Qatar Investment Authority expands into Australia, Korea and Southeast Asia

By Reuters

  • 19 Sep 2024
QIA CEO Mansoor Ebrahim Al-Mahmoud | Credit: QIA

The Qatar Investment Authority (QIA), the country's sovereign wealth fund, is in the middle of expanding into Australia, Korea and Southeast Asia, its top executive said on Thursday.

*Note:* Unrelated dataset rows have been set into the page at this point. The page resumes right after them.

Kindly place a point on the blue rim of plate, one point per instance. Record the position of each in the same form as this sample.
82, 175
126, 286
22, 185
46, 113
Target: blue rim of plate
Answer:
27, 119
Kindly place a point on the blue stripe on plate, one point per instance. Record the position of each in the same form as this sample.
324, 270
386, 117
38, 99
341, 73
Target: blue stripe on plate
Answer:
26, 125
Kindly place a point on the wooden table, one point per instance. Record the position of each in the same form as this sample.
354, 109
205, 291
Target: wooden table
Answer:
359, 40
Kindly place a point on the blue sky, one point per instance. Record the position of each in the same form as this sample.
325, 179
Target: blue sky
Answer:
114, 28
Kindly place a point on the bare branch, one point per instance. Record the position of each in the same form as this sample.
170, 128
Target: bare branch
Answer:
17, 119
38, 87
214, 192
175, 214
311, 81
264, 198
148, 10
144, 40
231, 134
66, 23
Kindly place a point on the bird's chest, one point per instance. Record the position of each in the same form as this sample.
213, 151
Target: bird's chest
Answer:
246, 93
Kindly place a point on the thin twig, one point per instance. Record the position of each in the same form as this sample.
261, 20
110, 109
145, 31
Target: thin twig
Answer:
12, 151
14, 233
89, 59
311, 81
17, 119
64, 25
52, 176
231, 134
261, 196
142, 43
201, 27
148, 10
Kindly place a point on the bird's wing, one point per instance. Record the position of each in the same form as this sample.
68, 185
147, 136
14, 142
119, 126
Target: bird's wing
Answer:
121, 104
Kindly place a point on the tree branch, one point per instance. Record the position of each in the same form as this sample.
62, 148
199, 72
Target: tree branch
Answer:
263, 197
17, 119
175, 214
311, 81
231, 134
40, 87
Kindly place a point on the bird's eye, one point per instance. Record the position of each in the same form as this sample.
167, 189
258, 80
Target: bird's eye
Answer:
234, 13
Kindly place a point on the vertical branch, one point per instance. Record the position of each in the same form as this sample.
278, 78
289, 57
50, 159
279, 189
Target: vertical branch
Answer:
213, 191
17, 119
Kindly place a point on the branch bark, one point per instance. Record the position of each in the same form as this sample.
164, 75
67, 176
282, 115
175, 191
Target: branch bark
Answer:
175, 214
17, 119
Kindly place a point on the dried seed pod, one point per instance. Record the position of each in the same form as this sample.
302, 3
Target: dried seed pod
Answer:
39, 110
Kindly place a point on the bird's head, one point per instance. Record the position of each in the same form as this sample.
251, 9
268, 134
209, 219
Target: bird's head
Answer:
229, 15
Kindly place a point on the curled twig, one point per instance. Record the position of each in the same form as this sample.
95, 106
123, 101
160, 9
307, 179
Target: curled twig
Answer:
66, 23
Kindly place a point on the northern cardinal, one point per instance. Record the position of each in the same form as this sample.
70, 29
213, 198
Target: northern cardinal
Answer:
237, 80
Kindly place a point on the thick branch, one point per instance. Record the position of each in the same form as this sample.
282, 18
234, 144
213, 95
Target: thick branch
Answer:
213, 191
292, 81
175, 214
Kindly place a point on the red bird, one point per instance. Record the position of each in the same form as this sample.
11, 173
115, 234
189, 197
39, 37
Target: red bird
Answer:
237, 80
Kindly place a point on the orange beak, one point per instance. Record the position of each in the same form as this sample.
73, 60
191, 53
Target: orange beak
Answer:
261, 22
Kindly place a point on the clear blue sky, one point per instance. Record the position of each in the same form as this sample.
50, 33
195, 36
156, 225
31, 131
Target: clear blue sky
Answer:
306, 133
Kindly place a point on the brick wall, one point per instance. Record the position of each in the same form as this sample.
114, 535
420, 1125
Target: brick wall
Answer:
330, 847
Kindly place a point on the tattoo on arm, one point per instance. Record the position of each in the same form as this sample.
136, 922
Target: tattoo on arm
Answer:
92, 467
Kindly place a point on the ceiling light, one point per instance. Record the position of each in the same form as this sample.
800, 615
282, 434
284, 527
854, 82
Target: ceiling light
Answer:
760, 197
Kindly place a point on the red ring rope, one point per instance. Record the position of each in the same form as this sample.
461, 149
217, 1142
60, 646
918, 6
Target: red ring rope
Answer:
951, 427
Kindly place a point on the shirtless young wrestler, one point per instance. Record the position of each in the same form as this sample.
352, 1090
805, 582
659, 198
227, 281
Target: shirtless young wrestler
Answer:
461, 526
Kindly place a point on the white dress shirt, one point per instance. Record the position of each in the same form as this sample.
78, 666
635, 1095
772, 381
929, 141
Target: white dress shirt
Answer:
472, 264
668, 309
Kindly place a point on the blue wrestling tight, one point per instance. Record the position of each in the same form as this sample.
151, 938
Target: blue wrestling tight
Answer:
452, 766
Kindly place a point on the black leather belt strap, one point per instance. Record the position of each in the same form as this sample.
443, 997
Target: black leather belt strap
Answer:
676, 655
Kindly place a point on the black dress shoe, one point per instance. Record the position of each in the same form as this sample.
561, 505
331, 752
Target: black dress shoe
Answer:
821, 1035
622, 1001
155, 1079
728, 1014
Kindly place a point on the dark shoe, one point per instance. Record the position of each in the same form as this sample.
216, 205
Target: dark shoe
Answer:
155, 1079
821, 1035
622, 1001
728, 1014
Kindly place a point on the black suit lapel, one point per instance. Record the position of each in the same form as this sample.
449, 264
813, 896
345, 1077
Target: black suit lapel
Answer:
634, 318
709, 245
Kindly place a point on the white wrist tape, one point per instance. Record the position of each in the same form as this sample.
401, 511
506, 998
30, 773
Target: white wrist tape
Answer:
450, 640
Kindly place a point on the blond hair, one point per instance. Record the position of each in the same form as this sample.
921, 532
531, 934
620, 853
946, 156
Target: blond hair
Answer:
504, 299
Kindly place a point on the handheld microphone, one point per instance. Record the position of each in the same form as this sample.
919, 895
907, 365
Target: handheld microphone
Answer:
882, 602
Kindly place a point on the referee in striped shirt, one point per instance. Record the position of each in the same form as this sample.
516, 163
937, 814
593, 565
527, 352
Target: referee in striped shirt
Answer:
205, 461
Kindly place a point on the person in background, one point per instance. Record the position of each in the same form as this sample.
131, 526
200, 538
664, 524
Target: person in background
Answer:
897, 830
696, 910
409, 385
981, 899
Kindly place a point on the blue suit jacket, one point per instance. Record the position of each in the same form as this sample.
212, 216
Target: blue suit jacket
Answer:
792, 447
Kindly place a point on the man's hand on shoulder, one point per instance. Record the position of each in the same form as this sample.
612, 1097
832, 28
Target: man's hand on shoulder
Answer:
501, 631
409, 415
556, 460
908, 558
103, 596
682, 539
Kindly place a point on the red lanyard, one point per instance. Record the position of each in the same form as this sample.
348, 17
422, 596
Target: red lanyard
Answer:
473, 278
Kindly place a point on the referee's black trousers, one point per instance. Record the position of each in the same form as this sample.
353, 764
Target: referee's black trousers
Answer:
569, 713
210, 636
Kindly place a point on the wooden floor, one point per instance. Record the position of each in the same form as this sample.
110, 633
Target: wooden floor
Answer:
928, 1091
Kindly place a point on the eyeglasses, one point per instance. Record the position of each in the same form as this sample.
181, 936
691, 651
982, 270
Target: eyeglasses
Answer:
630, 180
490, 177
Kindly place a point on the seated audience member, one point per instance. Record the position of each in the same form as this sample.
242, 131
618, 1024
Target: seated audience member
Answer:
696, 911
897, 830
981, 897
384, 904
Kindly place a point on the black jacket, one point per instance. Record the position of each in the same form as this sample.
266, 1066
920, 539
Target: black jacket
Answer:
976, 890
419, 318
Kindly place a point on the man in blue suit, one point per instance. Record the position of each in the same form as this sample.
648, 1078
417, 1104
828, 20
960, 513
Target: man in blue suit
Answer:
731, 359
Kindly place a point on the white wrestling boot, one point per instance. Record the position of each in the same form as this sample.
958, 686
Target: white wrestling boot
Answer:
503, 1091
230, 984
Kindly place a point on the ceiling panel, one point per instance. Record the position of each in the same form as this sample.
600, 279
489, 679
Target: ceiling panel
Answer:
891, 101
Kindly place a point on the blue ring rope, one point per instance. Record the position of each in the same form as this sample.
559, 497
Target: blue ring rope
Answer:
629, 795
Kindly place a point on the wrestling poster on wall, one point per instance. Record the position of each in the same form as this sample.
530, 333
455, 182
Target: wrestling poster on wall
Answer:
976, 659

QIA also sees investment opportunities including carve-outs among conglomerates and take-private deals in Japan, and in the technology sector in India.

Why it's important

QIA is one of the world's largest investors. The Sovereign Wealth Fund Institute has estimated that QIA runs $526 billion worth of total assets. 

Key quotes

"For Australia and Korea we are going to start hiring people," Abdulla Ali Al-Kuwari, head of Asia Pacific at Qatar Investment Authority Advisory, said at the Milken Institute Asia Summit 2024 in Singapore. "We started Japan with the team maybe three years ago, now we are doubling it, we are going to hire more and more people so it is a market to focus for us," he said.

Context

The Asian expansion by QIA, which owns stakes in the London Stock Exchange and Iberdrola SA, comes as the fund has been diversifying its investments from core European and U.S. markets. In June, Reuters reported that QIA has agreed to buy a 10% stake in China's second-largest mutual fund company, China Asset Management.